As of October 3, ESPN had three million fewer subscribers than a year prior, down to 92 million. While that’s still a hefty number, the drop is part of a longer term trend of cable subscribers cutting cords and moving their viewing habits online. ESPN had about 99 million subscribers in 2013, but the 92 million figure brings its base back down to levels last seen in the mid-2000s.
Disney was trading down more than 3% at noon Friday.
The ESPN news was not unexpected: Disney warned over the summer that its cable business, largely driven by the popular sports network, was suffering from a declining subscriber base.
According to MarketWatch, Disney is on the hook for $2 billion a year for its NFL rights and $1.4 billion a year for NBA games (beginning next year). The average $6 a month Disney gets from each ESPN subscriber means the company is getting about $216 million less than it did a year ago.

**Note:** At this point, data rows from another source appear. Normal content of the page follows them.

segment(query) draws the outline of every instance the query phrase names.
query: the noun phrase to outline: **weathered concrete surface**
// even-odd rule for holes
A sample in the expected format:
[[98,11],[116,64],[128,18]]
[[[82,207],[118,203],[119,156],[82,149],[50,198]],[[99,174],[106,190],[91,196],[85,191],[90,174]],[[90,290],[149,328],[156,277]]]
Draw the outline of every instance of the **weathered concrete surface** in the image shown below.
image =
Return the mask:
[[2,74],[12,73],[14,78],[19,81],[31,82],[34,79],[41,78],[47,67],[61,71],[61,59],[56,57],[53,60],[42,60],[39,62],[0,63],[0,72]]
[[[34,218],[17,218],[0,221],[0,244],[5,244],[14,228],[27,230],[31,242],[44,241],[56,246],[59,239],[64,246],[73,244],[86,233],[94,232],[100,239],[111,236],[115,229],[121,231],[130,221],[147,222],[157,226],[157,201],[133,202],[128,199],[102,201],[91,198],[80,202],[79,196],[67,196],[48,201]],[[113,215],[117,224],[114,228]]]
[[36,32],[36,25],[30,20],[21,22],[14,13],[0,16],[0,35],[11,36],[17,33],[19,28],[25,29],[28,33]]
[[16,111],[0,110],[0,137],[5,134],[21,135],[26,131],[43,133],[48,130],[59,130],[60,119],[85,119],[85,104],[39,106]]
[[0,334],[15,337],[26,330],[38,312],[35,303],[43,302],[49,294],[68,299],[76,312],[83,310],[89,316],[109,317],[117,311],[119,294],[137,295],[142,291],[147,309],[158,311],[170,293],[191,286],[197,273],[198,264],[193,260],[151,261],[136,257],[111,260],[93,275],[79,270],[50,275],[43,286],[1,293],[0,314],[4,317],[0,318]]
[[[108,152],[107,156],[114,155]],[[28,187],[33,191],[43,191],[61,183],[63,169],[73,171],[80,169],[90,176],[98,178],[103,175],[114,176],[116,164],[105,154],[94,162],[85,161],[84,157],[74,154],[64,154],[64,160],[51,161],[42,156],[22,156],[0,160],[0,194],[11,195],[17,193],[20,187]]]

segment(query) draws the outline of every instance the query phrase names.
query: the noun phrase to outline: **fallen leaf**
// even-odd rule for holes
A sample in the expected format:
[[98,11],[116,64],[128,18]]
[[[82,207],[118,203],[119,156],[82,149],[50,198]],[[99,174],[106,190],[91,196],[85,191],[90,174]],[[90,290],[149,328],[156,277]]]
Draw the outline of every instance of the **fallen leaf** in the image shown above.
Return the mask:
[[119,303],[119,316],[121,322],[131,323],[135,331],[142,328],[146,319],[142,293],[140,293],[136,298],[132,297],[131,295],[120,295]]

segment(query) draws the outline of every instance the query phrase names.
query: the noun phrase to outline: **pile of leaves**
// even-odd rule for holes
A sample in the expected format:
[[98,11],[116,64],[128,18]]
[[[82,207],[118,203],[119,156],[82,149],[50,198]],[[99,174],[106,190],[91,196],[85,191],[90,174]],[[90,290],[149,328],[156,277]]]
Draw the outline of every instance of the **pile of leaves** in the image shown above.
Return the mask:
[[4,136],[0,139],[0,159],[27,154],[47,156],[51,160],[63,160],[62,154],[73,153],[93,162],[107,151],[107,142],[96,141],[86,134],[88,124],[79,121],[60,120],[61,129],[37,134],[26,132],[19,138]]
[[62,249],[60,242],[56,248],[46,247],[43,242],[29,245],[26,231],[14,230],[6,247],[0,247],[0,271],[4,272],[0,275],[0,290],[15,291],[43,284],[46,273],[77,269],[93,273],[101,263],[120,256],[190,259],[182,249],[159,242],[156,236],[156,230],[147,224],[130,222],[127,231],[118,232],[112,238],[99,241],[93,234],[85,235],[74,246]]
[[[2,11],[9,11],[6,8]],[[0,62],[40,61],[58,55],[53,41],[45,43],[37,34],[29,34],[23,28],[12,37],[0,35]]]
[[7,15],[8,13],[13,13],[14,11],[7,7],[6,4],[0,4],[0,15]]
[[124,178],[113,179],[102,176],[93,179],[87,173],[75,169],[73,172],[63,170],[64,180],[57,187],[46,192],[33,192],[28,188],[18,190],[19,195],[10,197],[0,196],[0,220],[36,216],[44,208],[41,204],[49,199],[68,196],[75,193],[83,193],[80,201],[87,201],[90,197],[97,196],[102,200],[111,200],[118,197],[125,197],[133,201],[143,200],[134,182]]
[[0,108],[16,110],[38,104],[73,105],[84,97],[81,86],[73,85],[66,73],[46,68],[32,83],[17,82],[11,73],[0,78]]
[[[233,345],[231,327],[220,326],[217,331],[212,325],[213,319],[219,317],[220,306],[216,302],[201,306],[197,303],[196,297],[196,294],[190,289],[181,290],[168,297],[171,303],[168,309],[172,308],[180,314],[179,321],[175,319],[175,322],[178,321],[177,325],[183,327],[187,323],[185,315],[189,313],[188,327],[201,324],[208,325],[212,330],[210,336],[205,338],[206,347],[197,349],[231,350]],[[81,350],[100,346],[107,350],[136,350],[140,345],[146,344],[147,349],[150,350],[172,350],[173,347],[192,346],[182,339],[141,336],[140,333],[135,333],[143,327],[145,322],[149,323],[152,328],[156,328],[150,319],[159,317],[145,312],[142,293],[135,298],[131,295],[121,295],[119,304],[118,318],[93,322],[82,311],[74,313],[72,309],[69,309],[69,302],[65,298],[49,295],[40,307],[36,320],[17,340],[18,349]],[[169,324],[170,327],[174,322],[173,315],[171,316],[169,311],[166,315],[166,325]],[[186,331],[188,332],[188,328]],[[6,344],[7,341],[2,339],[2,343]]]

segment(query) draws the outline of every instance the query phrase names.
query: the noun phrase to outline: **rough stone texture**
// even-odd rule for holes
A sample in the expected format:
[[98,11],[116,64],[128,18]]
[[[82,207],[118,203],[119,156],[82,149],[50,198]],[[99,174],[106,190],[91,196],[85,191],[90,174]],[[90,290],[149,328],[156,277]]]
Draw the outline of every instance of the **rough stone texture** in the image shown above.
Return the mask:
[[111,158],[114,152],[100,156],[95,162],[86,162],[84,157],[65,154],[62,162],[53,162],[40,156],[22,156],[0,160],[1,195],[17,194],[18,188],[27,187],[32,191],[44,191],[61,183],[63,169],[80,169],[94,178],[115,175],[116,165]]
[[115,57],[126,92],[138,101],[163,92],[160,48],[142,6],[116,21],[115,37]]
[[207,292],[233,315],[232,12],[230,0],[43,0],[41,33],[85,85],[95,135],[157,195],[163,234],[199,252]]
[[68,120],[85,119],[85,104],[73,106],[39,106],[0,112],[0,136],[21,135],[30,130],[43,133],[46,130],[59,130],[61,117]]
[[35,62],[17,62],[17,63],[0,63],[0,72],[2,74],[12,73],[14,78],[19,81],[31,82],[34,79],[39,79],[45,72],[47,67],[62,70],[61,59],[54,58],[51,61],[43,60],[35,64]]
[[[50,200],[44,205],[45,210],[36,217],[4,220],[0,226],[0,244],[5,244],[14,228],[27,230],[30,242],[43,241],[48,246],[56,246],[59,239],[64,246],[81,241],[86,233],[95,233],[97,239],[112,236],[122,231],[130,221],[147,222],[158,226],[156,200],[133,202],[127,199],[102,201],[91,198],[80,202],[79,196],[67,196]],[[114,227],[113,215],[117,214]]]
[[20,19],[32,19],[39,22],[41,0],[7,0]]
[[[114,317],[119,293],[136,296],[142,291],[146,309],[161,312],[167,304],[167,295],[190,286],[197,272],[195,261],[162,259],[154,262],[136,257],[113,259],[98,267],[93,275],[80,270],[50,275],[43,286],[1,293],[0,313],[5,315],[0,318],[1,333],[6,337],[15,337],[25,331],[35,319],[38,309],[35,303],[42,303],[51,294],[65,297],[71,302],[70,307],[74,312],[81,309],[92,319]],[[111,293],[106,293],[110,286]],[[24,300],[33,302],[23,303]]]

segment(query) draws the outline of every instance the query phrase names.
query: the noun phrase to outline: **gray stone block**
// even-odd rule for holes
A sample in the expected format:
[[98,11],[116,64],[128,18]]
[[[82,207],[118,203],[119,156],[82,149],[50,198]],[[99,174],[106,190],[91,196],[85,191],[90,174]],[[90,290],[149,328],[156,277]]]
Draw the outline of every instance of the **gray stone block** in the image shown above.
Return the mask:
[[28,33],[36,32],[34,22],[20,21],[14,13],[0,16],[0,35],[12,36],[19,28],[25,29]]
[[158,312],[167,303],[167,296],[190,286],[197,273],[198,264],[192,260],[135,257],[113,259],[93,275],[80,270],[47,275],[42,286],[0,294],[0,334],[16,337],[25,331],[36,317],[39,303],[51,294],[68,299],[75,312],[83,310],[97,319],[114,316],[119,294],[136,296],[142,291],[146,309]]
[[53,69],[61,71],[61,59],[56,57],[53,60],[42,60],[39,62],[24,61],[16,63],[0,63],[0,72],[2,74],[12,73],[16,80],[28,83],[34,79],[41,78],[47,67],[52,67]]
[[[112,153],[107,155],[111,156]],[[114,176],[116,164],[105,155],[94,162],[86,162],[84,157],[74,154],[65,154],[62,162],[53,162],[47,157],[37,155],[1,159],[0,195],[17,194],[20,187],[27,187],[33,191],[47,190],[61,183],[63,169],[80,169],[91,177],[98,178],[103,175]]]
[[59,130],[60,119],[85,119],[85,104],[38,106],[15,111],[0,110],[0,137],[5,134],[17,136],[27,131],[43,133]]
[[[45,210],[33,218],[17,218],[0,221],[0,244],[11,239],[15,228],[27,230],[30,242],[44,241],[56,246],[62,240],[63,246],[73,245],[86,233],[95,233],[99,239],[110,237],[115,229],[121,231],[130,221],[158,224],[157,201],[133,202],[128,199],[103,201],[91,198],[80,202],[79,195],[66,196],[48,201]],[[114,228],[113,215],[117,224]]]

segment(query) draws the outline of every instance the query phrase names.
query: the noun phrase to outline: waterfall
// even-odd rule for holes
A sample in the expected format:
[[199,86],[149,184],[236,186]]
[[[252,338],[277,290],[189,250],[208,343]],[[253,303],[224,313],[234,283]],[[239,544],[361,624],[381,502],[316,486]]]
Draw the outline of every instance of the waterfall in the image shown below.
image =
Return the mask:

But while the television news is bad, Disney is looking forward to the release next month of the long-awaited Star Wars: The Force Awakens to provide a stock boost. The entertainment juggernaut has capitalized on the galaxy far, far away since acquiring the property in the deal for Lucasfilm three years ago.
Along with a flood of Star Wars-branded merchandise released in time for the holiday shopping season, Disney has also taken advantage of cross-promotional opportunities. The most recent theatrical trailer for the film debuted during ESPN’s Monday Night Football last month.
Disney CEO Bob Iger said in August that despite “some subscriber losses,” the company “believe[s] the expanded basic package will remain the dominant package of choice for some years to come.”
The ESPN subscriber losses were revealed in a regulatory filing late Wednesday, which also showed declines for Disney’s other cable channels, including Disney Channel, Disney XD and ABC Family.